Pada suatu hari, ia menanyakan pada ibunya siapakah ayahnya, tetapi ibunya tidak menjawab danhanya berkata, “kamu tidak memiliki ayah, sedangkan Kyai Gede Penanggungan adalah kakak saya”. Kemudian Jaka Walang Tinunu minta ijin pada ibunya membuka hutan untuk tempat tinggal dan penggarapan sawah. Permintaannya dikabulkan oleh ibunya, maka berangkatlah Jaka Walang Tinunu disertai kedua orang temannya, yaitu Satim dan Sebalong untuk menuju ke Dukuh Kedungras (Desa Kesambi sekarang). Setelah menetap disana, tanpa suatu rintangan apapun mereka mulai membabat rimba di Kedung Soko arah utara Kedungras dan arah selatan Desa Candi Pari.
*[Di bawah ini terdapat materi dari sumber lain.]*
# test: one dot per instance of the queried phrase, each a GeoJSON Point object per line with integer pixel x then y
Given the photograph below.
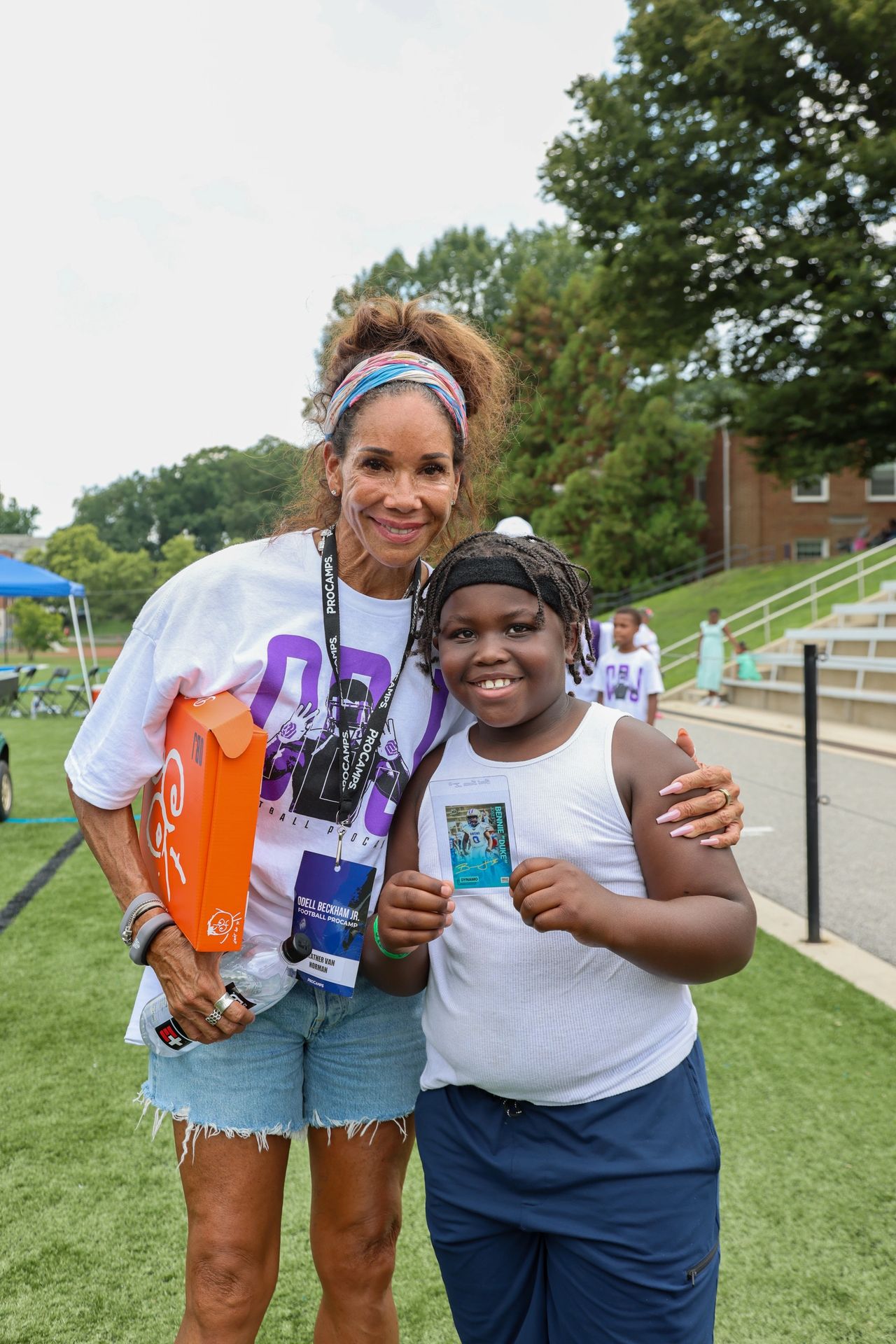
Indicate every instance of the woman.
{"type": "Point", "coordinates": [711, 656]}
{"type": "Point", "coordinates": [409, 440]}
Beberapa waktu kemudian pada suatu malam teman-teman Jaka Walang Tinunu dengan sepengetahuannya memasang wuwu (sejenis alat penangkap ikan yang terbuat dari bambu) di kali Kedung Soko. Esok harinya wuwu diambil dan ternyata berhasil menagkap seekor ikan gabus yang dinamakan Deleg. Betapa gembiranya si Sebalong lalu ditunjukkannya kepada Jaka Walang Tinunu dan Satim. Seperti layaknya manusia dan menerangkan bahwa ia sebenarnya bukan ikan, tapi seorang manusia. Bahwa dulu, ia bernama Sapu Angin yang mengabdi pada petapa dari gunung Pamucangan dan ia berdosa kepada petapa itu, karena pernah mempunyai keinginan untuk menjadi raja. Dan ia diperkenankan menjadi Raja Ikan. Dengan demikian, berubahlah ia menjadi ikan sampai detik masuk kewuwu. Waktu mendengar riwayat Deleg, maka terharulah Jaka Walang Tinunu dan berkata, “barang siapa berasal dari manusia kembalilah menjadi manusia”. Dan seketika itu, ikan Deleg berubah menjadi manusia yang hampir setampan dengan Jaka Walang Tinunu. Lalu ia diberi nama Jaka Pandelegan dan dianggap sebagai adik dari Jaka Walang Tinunu.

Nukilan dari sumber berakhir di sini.